The thymus peptide upregulated 1,198 genes tied to energy metabolism, DNA repair, and cell cycle regulation.

The Thymus Shrinks With Age and Takes Immune Function With It

The thymus gland loses 95% of its immature immune cells with age, and the peptide it produces to maintain immune function disappears with it. Thymosin alpha-1 (Ta1) restored that function. Across decades of preclinical and clinical evidence, Ta1 stimulated new T-cell production, reduced three major inflammatory cytokines, protected brain tissue from oxidative damage, and inhibited the same enzyme targeted by ACE-inhibitor blood pressure medications. Published in the International Journal of Molecular Sciences (November 2025), the review compiled evidence from immunology, neuroscience, and cardiovascular research into a single case for Ta1 as an anti-aging intervention.

Ta1 Stimulated the Thymus to Produce New Immune Cells

The thymus begins shrinking after puberty, and by old age its functional tissue has been largely replaced by fat. This process, called thymic involution, is the central driver of immune aging because the thymus is the only organ that trains immature stem cells into functional T cells. Once the thymus shrinks, the body’s supply of new T cells drops and keeps dropping.

Ta1 directly counteracted this decline at two separate production sites. In thymic tissue, it increased expression of interleukin-7 (a growth signal critical for T-cell survival at every stage of maturation), enhanced the conversion of stem cells into new T cells, and prevented immature immune cells from dying prematurely. In bone marrow, Ta1 enhanced cell proliferation in the presence of growth-stimulating factors, which means it boosted immune cell production at the source where all blood cells originate.

Ta1 Reprogrammed the Immune System’s Inflammatory Set Point

Aging immune systems shift toward constant low-grade inflammation (sometimes called inflammaging) that drives atherosclerosis, neurodegeneration, and metabolic disease. Ta1 addressed this by reprogramming dendritic cells, the immune cells that decide whether the body mounts an inflammatory attack or maintains tolerance. Under Ta1’s influence, dendritic cells increased their anti-inflammatory output (interleukin-10) and their T-cell activation signal (interleukin-12), while dialing down PD-1L, a brake molecule that suppresses T-cell activity in aging patients.

Ta1 also activated regulatory T cells (Tregs), the immune cells responsible for preventing the body from attacking itself. In macrophages, Ta1 reduced production of three major inflammatory drivers (TNF-alpha, IL-1-beta, and IL-6) while boosting anti-inflammatory IL-10. It achieved this by suppressing the NF-kB inflammatory pathway and increasing Nrf-2, which is the body’s master switch for antioxidant defense.

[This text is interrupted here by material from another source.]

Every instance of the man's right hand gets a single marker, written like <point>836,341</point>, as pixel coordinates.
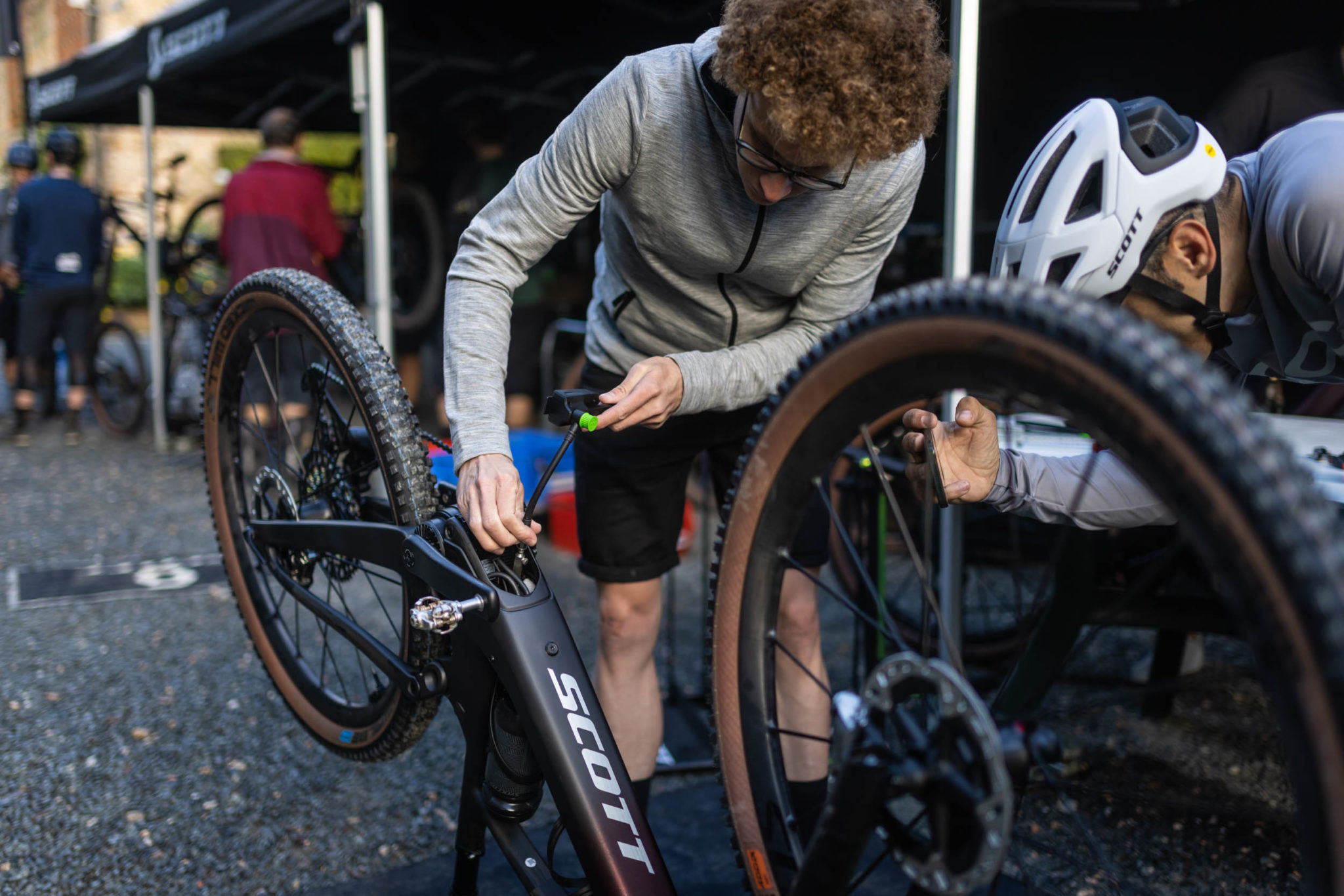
<point>490,495</point>
<point>968,451</point>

Ta1 Protected the Brain, Heart, and Stressed Cells From Oxidative Damage

In a clinical study of patients with immune deficiency complicated by major depressive disorder, Ta1 administration stabilized immune markers and reduced depressive symptoms. This is consistent with the preclinical evidence: Ta1 stimulated new neuron growth, improved cognitive function, restored nerve growth factor levels in the brain after thymus removal, and modulated synaptic transmission in the hippocampus (the brain region most critical for memory). Ta1 also suppressed neuroinflammatory signaling through the same Wnt/beta-catenin pathway that protects against age-related neurodegeneration.

As a direct antioxidant, Ta1 reduced reactive oxygen species in four different cell types (macrophages, thymocytes, spleen cells, and brain astrocytes) and neutralized hydrogen peroxide and superoxide radicals in laboratory solutions. In animal models, it increased the body’s own antioxidant enzyme activity in liver disease and reduced the lipid damage that drives atherosclerosis. Ta1 also inhibited angiotensin-converting enzyme (ACE), meaning it may regulate blood pressure through the same pathway as ACE-inhibitor medications.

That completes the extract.